Today we have another question from our Confirmation students, who have been studying Luther’s Small Catechism, and particularly the Lord’s Prayer.
The question: “In the prayer, we say, ‘Our Father in heaven’, but we also say God is with us all the time, everywhere. Which is it?”
The answer: Well, kind of both!
“Our Father in heaven” has two parts to it. The “in heaven” part reminds us that God is not us. We are not talking to any dad we see here on earth. Earthly dads are great people to talk to, but they’re not God. We’re not talking to a boss, a government, our ourselves in this prayer either. We’re not praying to anyone or anything that we can control, or even completely understand. God is different than all of that!
This is important because of our human tendency to make God into an extension of ourselves. We want God to be whatever WE want God to be. Since God seldom shows up in person to correct that perception, we slip into it very easily. “God agrees with me, I’m sure! God is on my side of the argument! I don’t believe in any God who would think differently than I do about this issue!” When we say these things, we’re not talking to or about God as much as we’re talking about ourselves. There’s no room in those phrases for a God who is different than we are.
God does respond to our needs for sure, but God isn’t just us, given ultimate power. Praying to the God “in heaven” helps us remember that we’re really talking with another person here, one who matters.
But “in heaven” aren’t the only words in the sentence. They’re not even the first words! The first words in the prayer are, “Our Father”. When we say those words, we’re claiming a relationship with God as close and deep as any we know.
Parents help form who we are. Their DNA—biological and/or social—is embedded within us. We don’t know an “us” without them and their influence. Calling God, “Father” means that even though we acknowledge God is not us, we claim God is as close to us as our own hearts. The perfect Father is never absent, never uncaring, and always loves us. That’s the God we hope for. That’s the God we have.
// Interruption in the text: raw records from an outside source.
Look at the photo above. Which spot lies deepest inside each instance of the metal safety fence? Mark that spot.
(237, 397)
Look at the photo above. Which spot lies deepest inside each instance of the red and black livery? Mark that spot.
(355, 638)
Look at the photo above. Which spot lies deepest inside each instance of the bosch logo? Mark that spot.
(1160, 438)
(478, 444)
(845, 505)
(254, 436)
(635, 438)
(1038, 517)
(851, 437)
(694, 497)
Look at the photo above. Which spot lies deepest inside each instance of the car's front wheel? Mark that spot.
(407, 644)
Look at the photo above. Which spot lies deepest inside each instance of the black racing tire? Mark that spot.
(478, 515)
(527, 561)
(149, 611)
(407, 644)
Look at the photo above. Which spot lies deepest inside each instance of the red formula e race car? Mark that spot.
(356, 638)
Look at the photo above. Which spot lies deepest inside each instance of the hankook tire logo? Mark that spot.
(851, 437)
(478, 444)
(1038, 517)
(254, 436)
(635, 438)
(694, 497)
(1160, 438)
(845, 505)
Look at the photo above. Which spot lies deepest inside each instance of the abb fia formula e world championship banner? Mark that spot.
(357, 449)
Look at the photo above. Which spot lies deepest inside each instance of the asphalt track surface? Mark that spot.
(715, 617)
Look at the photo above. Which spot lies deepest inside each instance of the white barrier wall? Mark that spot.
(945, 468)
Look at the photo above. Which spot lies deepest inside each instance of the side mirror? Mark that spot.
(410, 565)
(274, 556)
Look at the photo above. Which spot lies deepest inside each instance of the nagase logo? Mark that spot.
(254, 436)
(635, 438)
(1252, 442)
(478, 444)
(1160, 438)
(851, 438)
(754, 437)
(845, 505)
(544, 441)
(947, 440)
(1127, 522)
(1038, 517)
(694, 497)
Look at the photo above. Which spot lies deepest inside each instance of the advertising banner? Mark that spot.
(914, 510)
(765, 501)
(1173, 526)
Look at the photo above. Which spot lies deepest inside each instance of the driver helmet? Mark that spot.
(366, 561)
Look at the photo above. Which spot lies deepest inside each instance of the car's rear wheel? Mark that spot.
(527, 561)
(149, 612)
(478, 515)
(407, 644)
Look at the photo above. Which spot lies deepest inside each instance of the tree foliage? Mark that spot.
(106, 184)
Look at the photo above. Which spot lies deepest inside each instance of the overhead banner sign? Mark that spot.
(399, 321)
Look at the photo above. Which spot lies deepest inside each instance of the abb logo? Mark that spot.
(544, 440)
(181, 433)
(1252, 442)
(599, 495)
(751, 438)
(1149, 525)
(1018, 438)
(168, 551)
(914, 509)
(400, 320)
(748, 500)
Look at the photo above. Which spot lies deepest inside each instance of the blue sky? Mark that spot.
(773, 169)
So, you see, both parts are necessary! The “Our Father” part reminds us that God is with us so deeply that we can’t define life properly without him. The “in heaven” part reminds us that even though God is embedded that deeply in our selves, God is NOT just our selves with a heavenly face. God is more and different than we are. We’re in a real relationship with a real, other being.
Without the “in heaven” we slip into idolatry. Without the “Our Father” God isn’t connected to us in the same way. That’s why we say both together!
Great question! Thank you! We’ll look forward to more as we continue to grow together.